Knowing your child means putting in the time to know how your child reacts in certain environments, what keeps him calm and on target, and what help he needs cooling down when he starts to get too worked up.   It means having put enough time and energy into the relationship with your child that he knows that you are available to help if needed, but that you also know what he is capable of and that you expect him to use those abilities before turning to you.

Watch Initially

Resist the urge to swoop in and take over the second your child is in a new situation or seems to be struggling.   Let your child wrestle with the new puzzle, or try to handle the disagreement with his brother.   See what he does.    Give him a couple of attempts to resolve the situation on his own before stepping in with any advice.   Watch his emotional temperature .   Know the line between frustration and futility.   If your child is just frustrated because he has made a few mistakes or missteps, that’s ok.   Let it go.   But if your child’s effort is becoming futile and he can’t figure out how to negotiate a turn with his friends after several tries or can’t figure out how to accomplish a task and looks like he is ready to give up, then you might offer some basic support.

Teach When Necessary

Sometime after your child is becoming frustrated, but before things become futile, offer your child a helpful suggestion.   Provide the least information you think your child will need to figure the rest out on his own.   Ask, “How could you say that more respectfully?” instead of telling him exactly what to say.   Say, “I see you’re holding that squiggly piece of the puzzle.   Is there another squiggly piece that might fit?   No?   Did you look in the left side of the pile?” instead of picking up the piece and saying, “Here it is.   Put them together like this.”   The point is, you want to ask questions that will give just enough hints without solving the problem for them.  This is where enmeshed parents make their fatal mistake.   They can’t leave anything to chance, and they don’t trust that their kid will “get it.”   They fear parenting failure so much that they need to resolve the tension more for themselves than for their child.   Sure, there will be times that your child just needs you to intervene and show them how something is done, but that should be the exception, not the rule.

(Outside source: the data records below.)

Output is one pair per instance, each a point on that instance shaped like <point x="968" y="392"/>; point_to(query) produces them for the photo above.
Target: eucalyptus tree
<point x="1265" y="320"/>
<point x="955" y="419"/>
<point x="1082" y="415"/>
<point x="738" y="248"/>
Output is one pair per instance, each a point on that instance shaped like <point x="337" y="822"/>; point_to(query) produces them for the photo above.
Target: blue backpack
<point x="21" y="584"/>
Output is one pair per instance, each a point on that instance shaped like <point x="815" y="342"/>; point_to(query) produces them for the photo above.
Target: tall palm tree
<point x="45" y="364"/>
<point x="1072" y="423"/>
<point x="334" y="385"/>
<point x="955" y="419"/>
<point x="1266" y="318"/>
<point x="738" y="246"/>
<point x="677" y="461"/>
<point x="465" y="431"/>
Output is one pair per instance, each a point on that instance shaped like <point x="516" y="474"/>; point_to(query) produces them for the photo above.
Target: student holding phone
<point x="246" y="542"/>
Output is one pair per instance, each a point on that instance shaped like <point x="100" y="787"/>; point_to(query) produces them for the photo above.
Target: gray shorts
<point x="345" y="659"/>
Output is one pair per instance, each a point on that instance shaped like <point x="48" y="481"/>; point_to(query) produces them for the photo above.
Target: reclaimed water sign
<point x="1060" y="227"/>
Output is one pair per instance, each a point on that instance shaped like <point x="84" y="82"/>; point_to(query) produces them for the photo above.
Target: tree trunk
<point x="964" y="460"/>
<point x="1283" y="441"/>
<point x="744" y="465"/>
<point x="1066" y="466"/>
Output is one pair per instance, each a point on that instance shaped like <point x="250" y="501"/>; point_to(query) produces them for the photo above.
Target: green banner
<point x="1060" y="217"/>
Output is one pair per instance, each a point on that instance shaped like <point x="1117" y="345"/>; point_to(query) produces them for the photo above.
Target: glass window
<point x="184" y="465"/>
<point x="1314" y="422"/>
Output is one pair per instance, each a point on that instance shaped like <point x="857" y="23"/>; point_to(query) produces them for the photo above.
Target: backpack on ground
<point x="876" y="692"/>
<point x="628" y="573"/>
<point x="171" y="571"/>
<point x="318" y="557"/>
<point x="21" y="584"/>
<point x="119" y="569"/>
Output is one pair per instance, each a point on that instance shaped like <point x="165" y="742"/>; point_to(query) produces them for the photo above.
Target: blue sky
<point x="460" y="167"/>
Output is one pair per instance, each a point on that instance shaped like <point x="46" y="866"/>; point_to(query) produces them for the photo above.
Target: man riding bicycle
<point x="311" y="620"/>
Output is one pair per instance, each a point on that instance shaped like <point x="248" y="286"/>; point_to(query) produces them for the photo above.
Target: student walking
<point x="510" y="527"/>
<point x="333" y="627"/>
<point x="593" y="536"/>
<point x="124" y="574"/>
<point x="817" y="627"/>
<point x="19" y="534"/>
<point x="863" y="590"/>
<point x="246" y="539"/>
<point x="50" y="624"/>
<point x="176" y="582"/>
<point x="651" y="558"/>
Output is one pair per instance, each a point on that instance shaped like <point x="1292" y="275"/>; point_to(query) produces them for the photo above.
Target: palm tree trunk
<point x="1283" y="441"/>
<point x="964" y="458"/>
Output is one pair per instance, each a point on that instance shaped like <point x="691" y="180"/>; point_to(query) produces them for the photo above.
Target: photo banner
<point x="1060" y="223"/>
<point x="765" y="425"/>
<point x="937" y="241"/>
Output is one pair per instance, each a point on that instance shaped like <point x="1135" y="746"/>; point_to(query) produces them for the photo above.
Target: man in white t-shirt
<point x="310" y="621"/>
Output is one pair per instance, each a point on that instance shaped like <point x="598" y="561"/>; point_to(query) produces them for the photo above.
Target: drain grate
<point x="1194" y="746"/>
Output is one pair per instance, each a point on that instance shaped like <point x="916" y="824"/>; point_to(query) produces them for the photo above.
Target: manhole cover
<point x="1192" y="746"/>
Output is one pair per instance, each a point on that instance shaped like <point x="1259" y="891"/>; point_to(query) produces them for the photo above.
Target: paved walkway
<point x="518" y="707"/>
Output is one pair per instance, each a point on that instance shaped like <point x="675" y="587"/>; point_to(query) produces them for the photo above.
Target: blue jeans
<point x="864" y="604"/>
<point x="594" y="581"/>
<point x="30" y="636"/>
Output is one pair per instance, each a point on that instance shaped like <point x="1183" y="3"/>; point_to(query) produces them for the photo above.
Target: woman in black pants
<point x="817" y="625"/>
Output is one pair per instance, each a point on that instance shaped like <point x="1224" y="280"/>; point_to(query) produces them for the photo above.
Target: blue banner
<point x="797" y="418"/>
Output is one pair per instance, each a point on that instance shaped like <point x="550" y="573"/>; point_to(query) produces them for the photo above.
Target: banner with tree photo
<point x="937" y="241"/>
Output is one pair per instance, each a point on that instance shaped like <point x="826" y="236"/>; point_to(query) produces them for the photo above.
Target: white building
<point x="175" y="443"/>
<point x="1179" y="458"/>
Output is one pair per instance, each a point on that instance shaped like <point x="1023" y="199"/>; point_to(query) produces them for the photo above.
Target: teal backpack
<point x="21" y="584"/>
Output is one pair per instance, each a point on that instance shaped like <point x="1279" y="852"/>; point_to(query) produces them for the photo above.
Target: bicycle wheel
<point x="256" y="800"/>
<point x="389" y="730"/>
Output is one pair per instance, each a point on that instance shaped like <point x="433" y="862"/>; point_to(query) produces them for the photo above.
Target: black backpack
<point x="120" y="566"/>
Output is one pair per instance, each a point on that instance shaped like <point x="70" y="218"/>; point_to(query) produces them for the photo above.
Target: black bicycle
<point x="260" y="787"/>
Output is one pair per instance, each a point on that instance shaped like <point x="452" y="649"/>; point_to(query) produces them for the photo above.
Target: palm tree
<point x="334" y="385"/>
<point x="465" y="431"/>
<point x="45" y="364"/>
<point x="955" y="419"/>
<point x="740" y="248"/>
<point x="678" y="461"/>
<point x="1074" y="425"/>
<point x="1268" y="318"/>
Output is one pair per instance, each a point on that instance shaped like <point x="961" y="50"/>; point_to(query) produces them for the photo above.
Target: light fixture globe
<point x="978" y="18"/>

Back Off As Soon As Possible

Once your child has gotten just enough information to figure out what to do, praise him (“Nice work!   You did a great job figuring that out!”) and back off. In future situations, repeat the know-watch-teach-back off cycle.  None of this is to say that any child learns everything they need to learn having been prompted once.   Most kids need to do things over and over before a new habit becomes ingrained, but you can speed their learning, their sense of independence, and their healthy sense of self-confidence by providing the support they need to succeed in life, not by doing life’s homework for them.